FNNスピーク Eco Earth E!E! Project 第2弾「低炭素社会への挑戦」

[2009年7月6日更新分]

Eco Earth E!E! Project 第2弾「低炭素社会への挑戦」
「FNNスピーク」では、2009年6月22日~26日の1週間を通じ、「E!E! Project 低炭素社会への挑戦」と題して低炭素社会実現に向けた様々な分野での取り組みを取り上げました。

イギリスで進む波力発電~“海ヘビ”が発電!~ (2009年6月22日放送)

イギリスで進む「海への挑戦」。「波の力」が太陽光発電や風力発電に並ぶクリーンエネルギーとなり得るのか、ロンドン支局の谷川記者が取材しました。
島国のイギリスでは、大西洋から押し寄せてくる「うねり」により、波のエネルギーが世界でも屈指を誇っており、この波が、エネルギー問題を解決するにあたって大きな注目を集めています。


_ヘビ型の波力発電機「ペラミス」


120mある開発一号機
イギリスで、波による発電の本格的な研究が始まったのは今から11年前。
世界で初めて商業化に成功した発電装置は、荒波に浮かぶ巨大なヘビ型の装置で、ウミヘビを意味する「ペラミス」と名づけられました。

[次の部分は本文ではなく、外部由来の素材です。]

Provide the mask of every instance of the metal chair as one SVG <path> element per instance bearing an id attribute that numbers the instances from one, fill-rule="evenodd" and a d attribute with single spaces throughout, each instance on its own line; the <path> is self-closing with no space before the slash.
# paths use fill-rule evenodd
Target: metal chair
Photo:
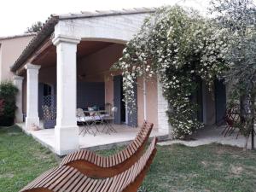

鉄でできた「浮き」と接合ユニットからなる「ペラミス」の仕組みは、波の動きにあわせて接合ユニットが折れるその動きでピストンが作動、発電機を回転させるというもの。発生した電力は、ケーブルで陸上に送られます。現場の海域から回収された「ペラミス」の1号機は、直径4m、長さ120mと非常に長いものでした。
波の力は、太陽光や風力に比べて予測しやすく、安定した発電能力が維持できると期待されており、景観も損なわず、海の生物への影響もほとんどありません。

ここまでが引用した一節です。